The cost of energy faced by Greece’s industrial sector, well above rates in other parts of Europe, stands as one of the first crucial issues that will need to be dealt with by the newly appointed Production Reconstruction, Environment and Energy Ministry.
Two months ago, while the country’s previous administration was still in power, a decision was reached at a PPC (Public Power Corporation) general shareholders meeting to temporarily maintain industrial rates at levels that had been set in February 2014, until the power corporation’s next shareholders meeting.
Until then, PPC will need to examine and evaluate the magnitude of its cost reductions brought about by the latest market conditions. and apply these to determine its new electricity rates for the industrial sector.
Besides PPC, RAE, the Regulatory Authority for Energy, also needs to play a contributing role by examining and evaluating changes that have taken place in the electricity wholesale market as a means of revising price rates.
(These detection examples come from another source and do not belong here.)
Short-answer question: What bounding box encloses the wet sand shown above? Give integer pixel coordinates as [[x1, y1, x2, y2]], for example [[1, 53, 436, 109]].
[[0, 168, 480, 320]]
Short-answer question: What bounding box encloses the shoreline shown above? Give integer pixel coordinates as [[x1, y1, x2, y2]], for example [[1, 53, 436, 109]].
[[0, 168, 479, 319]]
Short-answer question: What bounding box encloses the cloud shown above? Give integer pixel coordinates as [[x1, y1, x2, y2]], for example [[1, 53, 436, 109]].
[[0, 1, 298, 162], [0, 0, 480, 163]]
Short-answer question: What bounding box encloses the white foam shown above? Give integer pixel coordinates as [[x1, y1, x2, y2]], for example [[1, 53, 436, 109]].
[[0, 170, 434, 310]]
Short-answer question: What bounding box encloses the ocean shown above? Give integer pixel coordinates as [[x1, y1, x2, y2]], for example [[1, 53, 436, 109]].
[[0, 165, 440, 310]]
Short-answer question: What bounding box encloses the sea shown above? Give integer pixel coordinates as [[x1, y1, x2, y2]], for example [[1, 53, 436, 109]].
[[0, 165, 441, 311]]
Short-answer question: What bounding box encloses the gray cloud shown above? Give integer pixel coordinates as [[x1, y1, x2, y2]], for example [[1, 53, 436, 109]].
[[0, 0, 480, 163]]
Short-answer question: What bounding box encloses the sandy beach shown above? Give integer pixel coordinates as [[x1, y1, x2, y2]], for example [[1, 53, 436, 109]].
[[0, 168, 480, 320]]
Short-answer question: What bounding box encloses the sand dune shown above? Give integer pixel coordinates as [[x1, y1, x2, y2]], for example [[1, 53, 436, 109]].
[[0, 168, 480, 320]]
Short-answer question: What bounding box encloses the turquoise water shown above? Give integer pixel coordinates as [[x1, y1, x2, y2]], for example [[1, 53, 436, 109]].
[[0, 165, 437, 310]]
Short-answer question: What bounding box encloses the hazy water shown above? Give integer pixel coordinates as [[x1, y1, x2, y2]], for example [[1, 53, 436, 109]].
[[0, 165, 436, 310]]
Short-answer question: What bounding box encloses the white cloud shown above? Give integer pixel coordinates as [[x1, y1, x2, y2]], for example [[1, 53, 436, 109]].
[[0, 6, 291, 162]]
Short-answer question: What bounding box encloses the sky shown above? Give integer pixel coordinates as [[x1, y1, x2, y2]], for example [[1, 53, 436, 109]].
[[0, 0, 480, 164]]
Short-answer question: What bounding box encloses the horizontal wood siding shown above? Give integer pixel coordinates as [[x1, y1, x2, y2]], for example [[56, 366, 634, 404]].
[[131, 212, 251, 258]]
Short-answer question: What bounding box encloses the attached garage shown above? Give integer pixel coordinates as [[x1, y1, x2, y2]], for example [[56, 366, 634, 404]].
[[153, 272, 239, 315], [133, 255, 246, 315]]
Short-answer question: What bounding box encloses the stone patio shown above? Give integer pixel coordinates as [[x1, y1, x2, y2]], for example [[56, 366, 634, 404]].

However, such an initiative by RAE cannot commence unless it is first given the go-ahead by central authorities. Assuming that RAE will play a role in the final pricing policy decisions – as stipulated by EU law, which requires the existence of powerful independent authorities to supervise markets – the regulatory authority is expected to examine the possibilities for further power rate reductions that will take into account PPC’s reduced costs. This will help the government achieve its objective of lowering energy costs and offering improved conditions for the industrial sector.